DRI induces BDNF and NT-3 expression in the dorsal horn. a, In the intact spinal cord, BDNF immunoreactivity was restricted to the terminals of primary afferent axons. Higher-power images from the same sections are shown on the right (boxes in lower-power images indicate their approximate origins). b–d, BDNF was upregulated in glial cells by 3 d after C7/8 DRI and remained elevated for at least 20 d. e, Ox-42 immunohistochemistry revealed BDNF expression by microglia in early (arrowhead) and intermediate (arrow) stages of reactivity. f–h, NT-3 immunoreactivity was intense in cerebellar Purkinje cells (inset), absent from the uninjured dorsal horn, but present in blood vessel-associated (asterisk) cellular processes as early as 3 d after DRI (g, h, arrows). h, i, DRI-induced NT-3 expression persisted for at least 20 d. j, NT-3 was expressed in glial fibrillary acidic protein (GFAP)-positive astrocytes around rat endothelial cell antigen 1 (RECA-1)-positive vasculature (a white-matter astrocyte from the degenerating dorsal columns is shown).

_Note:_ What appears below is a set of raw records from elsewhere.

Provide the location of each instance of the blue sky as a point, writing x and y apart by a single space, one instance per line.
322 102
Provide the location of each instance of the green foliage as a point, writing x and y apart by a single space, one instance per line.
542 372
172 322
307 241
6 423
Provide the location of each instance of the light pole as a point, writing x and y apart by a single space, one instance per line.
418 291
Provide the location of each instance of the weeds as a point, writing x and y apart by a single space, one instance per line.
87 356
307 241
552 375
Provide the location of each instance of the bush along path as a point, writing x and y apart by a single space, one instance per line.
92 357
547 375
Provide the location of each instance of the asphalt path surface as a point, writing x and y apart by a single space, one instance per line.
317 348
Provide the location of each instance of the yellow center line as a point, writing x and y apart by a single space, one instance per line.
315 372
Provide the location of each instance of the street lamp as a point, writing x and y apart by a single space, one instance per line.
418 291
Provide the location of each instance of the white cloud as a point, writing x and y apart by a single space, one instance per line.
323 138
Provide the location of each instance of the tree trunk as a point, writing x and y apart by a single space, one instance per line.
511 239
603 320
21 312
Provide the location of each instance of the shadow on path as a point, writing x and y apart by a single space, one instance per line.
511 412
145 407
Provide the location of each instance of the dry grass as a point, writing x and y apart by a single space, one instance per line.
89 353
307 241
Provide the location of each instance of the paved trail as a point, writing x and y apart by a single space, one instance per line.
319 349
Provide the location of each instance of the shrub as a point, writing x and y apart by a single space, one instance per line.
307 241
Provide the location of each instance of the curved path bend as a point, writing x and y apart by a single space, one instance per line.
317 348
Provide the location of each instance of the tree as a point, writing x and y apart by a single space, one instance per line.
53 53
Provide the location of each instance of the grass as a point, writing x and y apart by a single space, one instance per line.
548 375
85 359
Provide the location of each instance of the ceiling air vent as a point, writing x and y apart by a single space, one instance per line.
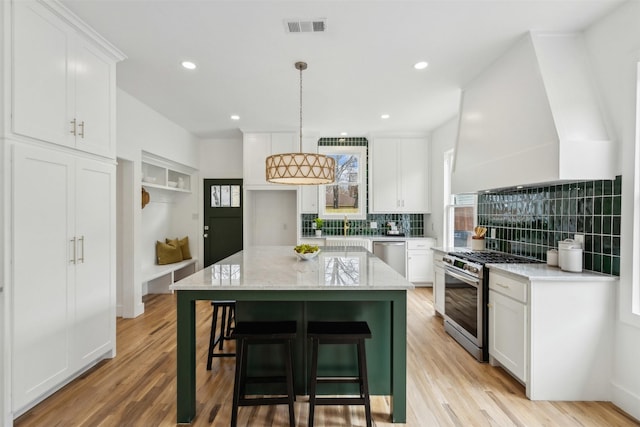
312 26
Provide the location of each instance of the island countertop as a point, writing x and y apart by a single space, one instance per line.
279 268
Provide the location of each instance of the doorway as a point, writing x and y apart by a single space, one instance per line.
222 219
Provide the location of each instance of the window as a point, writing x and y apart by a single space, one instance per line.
459 210
347 196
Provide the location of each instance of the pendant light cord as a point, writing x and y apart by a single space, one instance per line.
301 108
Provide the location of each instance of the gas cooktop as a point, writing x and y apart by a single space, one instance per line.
489 257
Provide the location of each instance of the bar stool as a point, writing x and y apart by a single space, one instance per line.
353 333
228 318
250 333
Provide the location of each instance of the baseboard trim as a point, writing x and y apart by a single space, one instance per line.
626 400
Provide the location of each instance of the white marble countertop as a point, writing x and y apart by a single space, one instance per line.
543 272
279 268
367 237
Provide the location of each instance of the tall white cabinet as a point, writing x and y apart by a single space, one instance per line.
63 84
63 246
58 159
399 176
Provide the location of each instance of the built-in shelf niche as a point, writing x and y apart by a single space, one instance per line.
164 174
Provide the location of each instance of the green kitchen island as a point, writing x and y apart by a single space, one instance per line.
271 282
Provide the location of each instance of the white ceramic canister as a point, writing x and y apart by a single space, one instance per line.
563 247
477 244
572 260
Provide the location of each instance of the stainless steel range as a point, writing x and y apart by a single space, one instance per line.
466 292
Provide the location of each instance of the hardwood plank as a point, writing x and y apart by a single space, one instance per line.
445 385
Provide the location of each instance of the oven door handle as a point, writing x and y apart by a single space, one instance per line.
467 279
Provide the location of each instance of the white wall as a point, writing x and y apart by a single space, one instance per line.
614 46
139 128
442 139
221 158
270 217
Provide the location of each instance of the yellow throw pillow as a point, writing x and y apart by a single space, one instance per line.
167 253
183 244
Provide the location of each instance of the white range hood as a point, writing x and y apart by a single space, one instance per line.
533 117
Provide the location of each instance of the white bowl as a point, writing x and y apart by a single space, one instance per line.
307 256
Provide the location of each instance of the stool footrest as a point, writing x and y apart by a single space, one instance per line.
266 380
259 401
339 401
337 380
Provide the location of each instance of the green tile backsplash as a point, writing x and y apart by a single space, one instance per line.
530 221
410 224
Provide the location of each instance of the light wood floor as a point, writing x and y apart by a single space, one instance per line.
445 386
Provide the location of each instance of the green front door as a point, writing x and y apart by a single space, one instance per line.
222 219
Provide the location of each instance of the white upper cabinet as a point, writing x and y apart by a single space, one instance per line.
256 148
399 175
63 80
533 116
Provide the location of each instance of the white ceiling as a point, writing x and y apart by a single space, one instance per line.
361 67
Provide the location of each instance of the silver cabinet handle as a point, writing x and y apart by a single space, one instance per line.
81 240
73 249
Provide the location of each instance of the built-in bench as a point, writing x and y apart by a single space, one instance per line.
157 278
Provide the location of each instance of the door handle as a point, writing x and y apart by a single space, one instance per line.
81 241
73 249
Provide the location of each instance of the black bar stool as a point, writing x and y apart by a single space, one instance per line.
228 318
250 333
339 333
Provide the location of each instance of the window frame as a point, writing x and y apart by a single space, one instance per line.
361 152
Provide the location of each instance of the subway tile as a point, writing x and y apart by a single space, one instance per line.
533 220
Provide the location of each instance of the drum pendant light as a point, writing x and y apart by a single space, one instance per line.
300 168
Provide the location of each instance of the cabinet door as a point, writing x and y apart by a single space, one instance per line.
93 100
41 77
384 176
256 148
43 268
413 171
507 333
438 289
95 280
418 263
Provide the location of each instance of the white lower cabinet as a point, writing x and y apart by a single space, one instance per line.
63 286
553 330
507 333
438 283
419 260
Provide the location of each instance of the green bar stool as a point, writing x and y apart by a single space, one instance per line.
249 334
347 333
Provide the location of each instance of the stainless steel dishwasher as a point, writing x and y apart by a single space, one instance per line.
393 253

Scale bars: a, 100 μm; e, i, 25 μm.

Sequestration of injury-induced BDNF promotes complete mechanosensory recovery after C7/8 DRI. a, Fc immunohistochemistry demonstrating spinal penetration of intrathecally delivered proteins. Scale bar, 100 μm. b, Only continuous TrkB-Fc treatment improved mechanosensation. c, Mechanical allodynia did not emerge in IgG- or TrkB-Fc-treated rats, and withdrawal thresholds were increased with TrkC-Fc treatment. Asterisks in b and c indicate significant ipsilateral (ipsi)–contralateral (contra) differences.

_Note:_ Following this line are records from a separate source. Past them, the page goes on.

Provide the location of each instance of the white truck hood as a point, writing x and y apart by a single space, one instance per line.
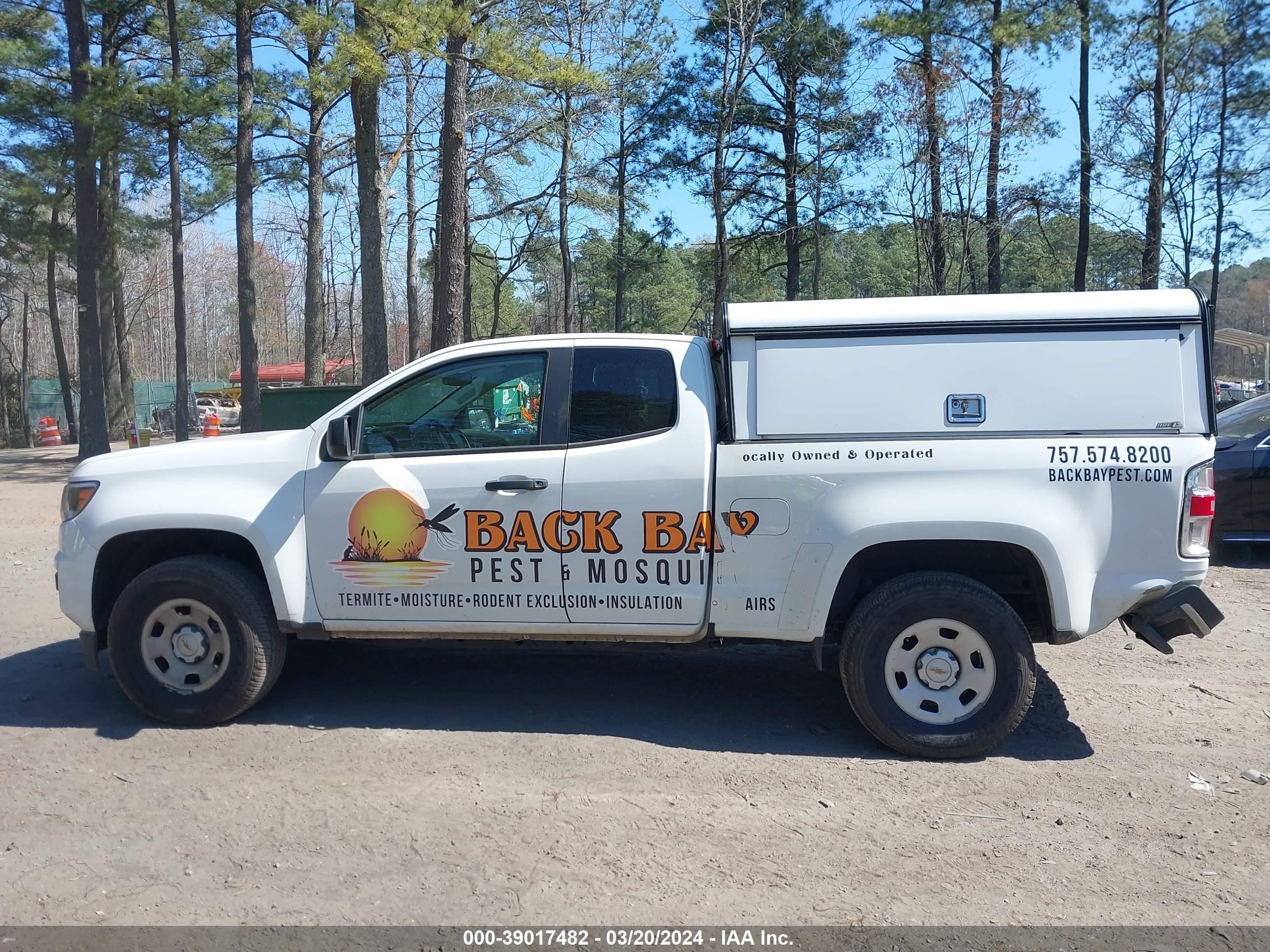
200 453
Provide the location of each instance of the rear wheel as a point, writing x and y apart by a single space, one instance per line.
193 642
939 666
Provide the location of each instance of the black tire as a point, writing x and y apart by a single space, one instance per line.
905 601
257 648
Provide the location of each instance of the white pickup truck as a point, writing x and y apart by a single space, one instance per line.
930 485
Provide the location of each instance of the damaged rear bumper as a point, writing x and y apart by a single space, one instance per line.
1185 610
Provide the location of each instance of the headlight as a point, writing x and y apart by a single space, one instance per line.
75 497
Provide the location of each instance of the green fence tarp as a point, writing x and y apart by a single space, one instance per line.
45 399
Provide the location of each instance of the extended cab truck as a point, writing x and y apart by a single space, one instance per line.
667 489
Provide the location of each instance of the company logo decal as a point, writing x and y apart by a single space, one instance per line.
388 532
742 523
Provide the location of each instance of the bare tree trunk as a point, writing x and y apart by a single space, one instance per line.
567 303
1220 190
993 206
789 162
4 411
25 375
94 439
413 319
181 415
107 287
723 254
498 301
1156 187
1083 107
127 397
451 257
930 84
316 243
620 238
55 325
244 226
468 282
370 215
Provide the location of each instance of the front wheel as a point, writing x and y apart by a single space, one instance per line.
938 666
193 642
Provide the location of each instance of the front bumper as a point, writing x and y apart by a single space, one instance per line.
1185 610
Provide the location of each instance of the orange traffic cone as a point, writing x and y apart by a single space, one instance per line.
49 433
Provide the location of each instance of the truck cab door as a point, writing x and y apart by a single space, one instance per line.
639 534
437 522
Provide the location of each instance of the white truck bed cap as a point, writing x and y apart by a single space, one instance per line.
978 309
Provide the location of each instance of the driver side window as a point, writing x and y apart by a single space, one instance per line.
477 404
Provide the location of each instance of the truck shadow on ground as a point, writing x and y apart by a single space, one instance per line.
760 700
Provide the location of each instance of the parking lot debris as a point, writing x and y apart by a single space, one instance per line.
1199 783
1205 691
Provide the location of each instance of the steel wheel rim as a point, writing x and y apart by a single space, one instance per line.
940 671
184 646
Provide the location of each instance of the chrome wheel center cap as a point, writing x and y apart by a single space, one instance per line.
938 668
190 644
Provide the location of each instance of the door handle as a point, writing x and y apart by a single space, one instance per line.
515 483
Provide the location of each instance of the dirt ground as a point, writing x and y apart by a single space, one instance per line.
416 785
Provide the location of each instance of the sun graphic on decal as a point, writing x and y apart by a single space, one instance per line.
388 531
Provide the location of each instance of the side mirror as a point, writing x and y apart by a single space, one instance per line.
340 439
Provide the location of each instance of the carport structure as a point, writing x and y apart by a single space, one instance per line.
1249 343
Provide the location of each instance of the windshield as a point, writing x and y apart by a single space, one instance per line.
1246 419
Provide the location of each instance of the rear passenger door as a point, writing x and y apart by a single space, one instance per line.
636 526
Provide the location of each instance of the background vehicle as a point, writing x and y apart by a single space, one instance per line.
666 489
226 409
1242 473
1231 394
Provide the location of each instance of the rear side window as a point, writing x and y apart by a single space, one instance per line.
620 391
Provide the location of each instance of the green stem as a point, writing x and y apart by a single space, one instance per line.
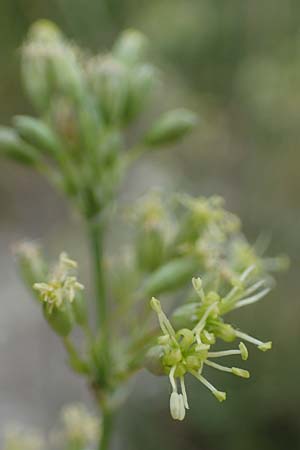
106 429
96 236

Acute BDNF antagonism does not affect mechanosensation 10 d after rhizotomy. a, Time course of mechanosensory recovery over the first 10 d after DRI. b, Time course of forepaw cold-pain development (increased response duration to an acetone squirt) in the same animals. Arrows indicate days on which intrathecal boli of IgG or TrkB-Fc were administered. c, Intrathecal boli of TrkB-Fc did not alter mechanosensory response latencies 30–90 min after administration. d, Acute BDNF antagonism reduced response durations to acetone in the same animals. Asterisks in a and b indicate significant ipsilateral (ipsi)–contralateral (contra) differences. Asterisks in c and d indicate significant differences between IgG andTrkB-Fc treatments.

TrkB-Fc promotes mechanosensory axon sprouting after C7/8 DRI. a, b, VGLUT1-positive (a) and CTB-positive (b) terminal density in superficial (II) and deep (III–IV) spinal laminas in uninjured animals. DRI reduced density in deeper laminas, which was partially reversed by intrathecal TrkB-Fc. Asterisks indicate significant differences between IgG- and Trk-Fc-treated rats. c, Low-power micrographs of VGLUT1 immunoreactivity (lamina II indicated). d, e, Higher-power micrographs of VGLUT1 (d) and CTB (e) staining from regions similar to that indicated in c (arrow indicates spared C6/T1 axons). f, The size distribution of VGLUT1-positive terminals was significantly right-shifted in TrkB-Fc-treated rats. g, Large VGLUT1-positive terminals were also CTB filled (arrowheads). Clusters of small VGLUT1-positive terminals are indicated by arrows. Scale bars: c, 100 μm; g, 20 μm.

Endogenous TrkB ligands stimulate serotonergic sprouting after C7/8 DRI. a, Serotonergic axon density measurements from superficial (IIo and IIi) and deeper (III/IV) spinal laminas: TrkB-Fc treatment prevented DRI-induced sprouting. Asterisks indicate significant differences from intact rats. b, Low-power micrographs of serotonin transporter (SERT)-expressing axons in the spinal dorsal horn. c, Higher-power micrographs of SERT immunohistochemistry from regions similar to that indicated in b. Scale bar, 100 μm.